正是白天被丢棄的那個心髒先天有毛病的小孩兒。
“唉!”老師彈了一下方缇的腦門,“這麼大的雨,你怎麼聽到的?!”
他心裡很是複雜,如果沒聽到,這孩子明天雨沒聽,可能就死了,可既然方缇聽到了,領着他看到了,勢必就要救這個小生命。
“老師,求求你了求求你了!”方缇開始朝他作揖,“救救他吧,他是一條命啊!他還沒死!”
老師抱着躺在垃圾堆裡的孩子,身上裹着的包袱皮兒,都濕透了,他領着方缇,一步三歎,回到了園裡。
“又是一大筆支出……”
“還不知道能不能救活……”
“那個爸爸,再也找不着了。
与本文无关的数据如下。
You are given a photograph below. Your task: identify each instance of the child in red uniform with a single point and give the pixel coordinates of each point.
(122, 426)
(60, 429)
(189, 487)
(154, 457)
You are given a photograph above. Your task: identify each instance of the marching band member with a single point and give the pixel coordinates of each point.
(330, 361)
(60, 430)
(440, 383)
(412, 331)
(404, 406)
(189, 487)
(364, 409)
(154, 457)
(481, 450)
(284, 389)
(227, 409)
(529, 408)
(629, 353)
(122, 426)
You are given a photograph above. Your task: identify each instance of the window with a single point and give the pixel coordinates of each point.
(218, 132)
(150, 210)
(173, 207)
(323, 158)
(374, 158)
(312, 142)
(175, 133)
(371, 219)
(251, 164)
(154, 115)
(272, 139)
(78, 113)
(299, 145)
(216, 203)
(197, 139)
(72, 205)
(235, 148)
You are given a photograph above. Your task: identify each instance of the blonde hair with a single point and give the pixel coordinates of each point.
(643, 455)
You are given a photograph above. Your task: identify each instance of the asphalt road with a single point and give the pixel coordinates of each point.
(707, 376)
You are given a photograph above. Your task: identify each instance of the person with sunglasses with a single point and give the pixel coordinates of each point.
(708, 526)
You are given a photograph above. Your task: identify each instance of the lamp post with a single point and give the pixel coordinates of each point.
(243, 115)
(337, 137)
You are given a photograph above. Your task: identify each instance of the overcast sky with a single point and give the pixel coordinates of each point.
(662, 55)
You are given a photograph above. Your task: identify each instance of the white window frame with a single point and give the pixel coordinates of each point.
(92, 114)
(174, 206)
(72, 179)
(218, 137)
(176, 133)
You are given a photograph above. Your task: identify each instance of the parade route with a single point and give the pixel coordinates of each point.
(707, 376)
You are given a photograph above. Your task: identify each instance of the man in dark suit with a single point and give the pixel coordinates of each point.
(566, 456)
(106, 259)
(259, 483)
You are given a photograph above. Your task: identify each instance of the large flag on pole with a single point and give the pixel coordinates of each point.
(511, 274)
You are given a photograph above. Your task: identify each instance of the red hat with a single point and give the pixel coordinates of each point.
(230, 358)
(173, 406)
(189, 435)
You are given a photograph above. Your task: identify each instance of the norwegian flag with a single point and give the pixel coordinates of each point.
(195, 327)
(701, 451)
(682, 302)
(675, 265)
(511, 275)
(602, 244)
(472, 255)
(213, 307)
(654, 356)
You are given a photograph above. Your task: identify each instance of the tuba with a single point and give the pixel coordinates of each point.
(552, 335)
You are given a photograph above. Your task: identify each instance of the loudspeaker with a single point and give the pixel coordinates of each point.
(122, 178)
”
“也别找了,再找了又不知道給孩子扔哪兒去了!”
“這可怎麼辦啊,治還是不治?”
“上回國父說醫療經費能報/銷50%,可剩下的還是得從咱們這裡出啊……”
“這孩子有名字嗎?”
“包裹裡沒有啊,倒是有個要飯的小碗,估計孩子他爸用他要過飯。”
“那就叫他碗碗吧。”
福利院的人圍着那奄奄一息的小嬰兒竊竊私語,躲在門外的方缇,聽得一清二楚。
福利院裡的難處,他能理解,吃喝不愁,治病是真愁啊,爺爺青羚每次都撥很多錢過來,但無奈的是福利院接收的“病孩兒”,也隻多無減。
上了初中後,青羚以“孩子們需要知道網絡世界”為由,将福利院初中以上孤兒人手配備了一個掌中寶小手機,用這個手機,小孫子可以随時聯系青羚,再也不用給攝像頭比心了。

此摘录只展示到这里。